スーザン・コリンズが、今回のFOMCで反対票を投じなかった側の人間だと思っていたなら、それは早計だったらしい。ブルームバーグが5月7日に報じたところによれば、ボストン連銀総裁のコリンズは5月のFOMC声明文をめぐり、公式に反対票を投じた委員たちと実質的に同じ立場をとっていた。正式な反対票こそ記録されていないが、彼女は声明の文言修正を支持していたという。
反対票ゼロでも「割れていた」FRB内部
今回のFOMCで正式な反対票を投じたのは複数の委員だった。その争点は声明文の言い回し——FRBがリスクは均衡していると表現するか、それともインフレへの警戒を前面に出すかという、一見地味に見える文言の選択だ。ただ、市場にとってこれは単なる語句の問題じゃない。次の利下げ時期を何月と織り込むかの根拠が、まさにこの「言葉の温度」から読み取られるからだ。
コリンズの立場が表に出たことで、数字上は「反対1〜2名」に見えた亀裂が、実態としてはもっと広いものだった可能性が浮上した。投票記録に表れない「準反対派」の存在は、パウエル議長の議事運営が意外と綱渡りだったことを示している。
「Fed's Collins Agreed With FOMC Dissenters Over Statement」(Bloomberg, Maria Eloisa Capurro, May 7, 2026)
このタイトルが示す通り、コリンズが「agreed with dissenters」——反対派に同意していた——という表現を使っているのがポイント。賛成票を投じながら内心では反対派と同調していたわけで、FRBの「合議」がいかに表と裏でずれているかが垣間見える。
コリンズが動くとき、市場のシナリオが書き換わる
スーザン・コリンズはFOMCの中でも発言の重みが大きい人物として知られている。ボストン連銀は歴史的に慎重な金融政策を支持する傾向があり、その総裁が声明の「タカ派寄り修正」を求めていたとなれば、FRB全体の政策軸が思ったよりインフレ警戒側に傾いているという読みが成り立つ。

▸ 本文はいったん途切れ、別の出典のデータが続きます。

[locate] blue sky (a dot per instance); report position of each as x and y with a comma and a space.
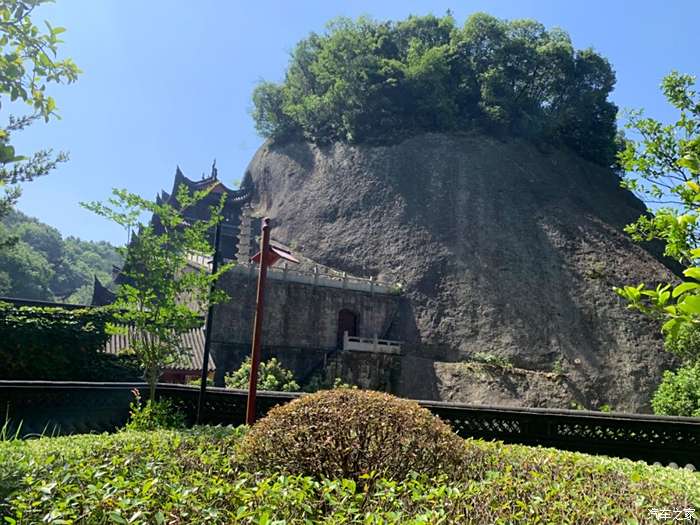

FOMC反対票が出ること自体はそれほど珍しくない。だが今回は、票に現れなかった「賛成票の中の反対意見」が外に漏れてきた。これが市場参加者にとって厄介なのは、次回の声明文が「また同じ議論をしながら書かれる」と想定されるためだ。FRB政策分裂の影が完全には消えていないまま、次のFOMCを迎えることになる。
この先どうなる
焦点は6月のFOMCに移る。コリンズが今度こそ正式な反対票を投じるのか、それとも今回同様に「表向き賛成・実態は異論あり」のまま収まるのか。声明文の文言が再びタカ派色を帯びれば、市場が織り込んでいた年内利下げ回数が削られる展開も十分ありえる。パウエル議長が内部の異論をどこまで抑えながら合意形成できるか——その手腕が、夏以降の金利見通しを左右するはずだ。FRB政策分裂がニュースになる段階で、「据え置きが続く」という前提を一度疑ってみるタイミングかもしれない。